Neuropad has been validated against well-established primary care and hospital-based diagnostic tests for neuropathy (Papanas, 2007; Quattrini, 2008). Neuropad has high sensitivity and good to moderate specificity in the screening of patients with early signs of diabetic foot disease. The sensitivity of Neuropad testing is comparable with NCS, the NDS and vibration perception threshold, which significantly exceeds that seen with the SWME and TF test. (Papanas, 2007; Ponirakis, 2014; Tsapas, 2014)
Reproducibility and repeatability are important characteristics of an effective screening test and Neuropad has near 100% reproducibility with, in addition, very high correlation of results between different healthcare professionals and in patients who tested themselves (Papanas, 2005; Tentolouris, 2008).

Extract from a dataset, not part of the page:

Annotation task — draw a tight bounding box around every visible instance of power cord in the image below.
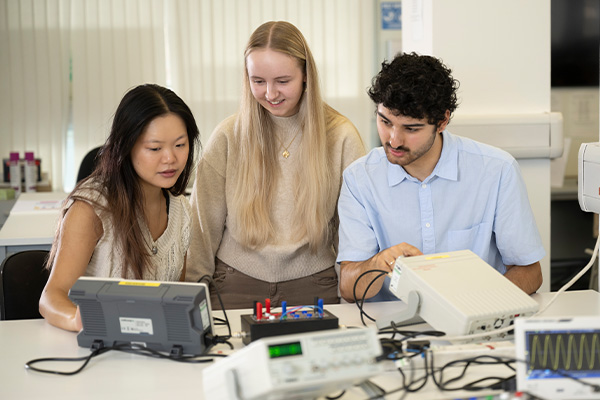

In a recent prospective cohort study (Sanz-Corbalán, 2017) of mean 3.5 years duration involving 263 patients with diabetes, Neuropad was evaluated as an adjunctive clinical device to improve the risk stratification of diabetic patients at risk of foot ulceration and to assess whether the earlier detection of diabetic foot disease is enhanced by adding sudomotor function testing (SFT) to assessment using SWME or biothesiometer. The investigators found that a strategy of combining SFT with 10-g SWME increased the sensitivity for the prediction of ulceration to 100% with a specificity of around 30% and that it accurately predicted who may develop a diabetic foot ulcer.
SFT is not only performed to detect early DPN, but should also be included when screening for signs of DPN to predict foot ulceration in patients with diabetes. In a study (Tsapas, 2014) of 379 patients with diabetes, 121 of them developed a diabetes-related foot ulcer and, in the multivariate analysis, the risk increased when the SFT was abnormal. The investigators found that SFT correctly assessed the risk of developing diabetic foot ulcer more accurately than commonly-used screening methods for the detection of DPN.
Conclusion
Current recommendations for primary care testing for DPN with its reliance on SWME is flawed as it is a screening test for the ‘at risk’ insensate foot, rather than a test for early neuropathy when protective sensation may still remain. The sensitivity of SWME is also poor for the detection of early neuropathy and, therefore, it cannot be relied upon alone as an effective test for DPN. Primary care screening could be enhanced with the addition of a SFT, such as Neuropad, which increases sensitivity and allows for improved risk stratification, potentially also identifying patients not at high risk of foot ulceration and with home self-testing being feasible (Tentolouris, 2008), it may provide a means of accessing patients who do not attend an annual review and, therefore, do not have their feet examined.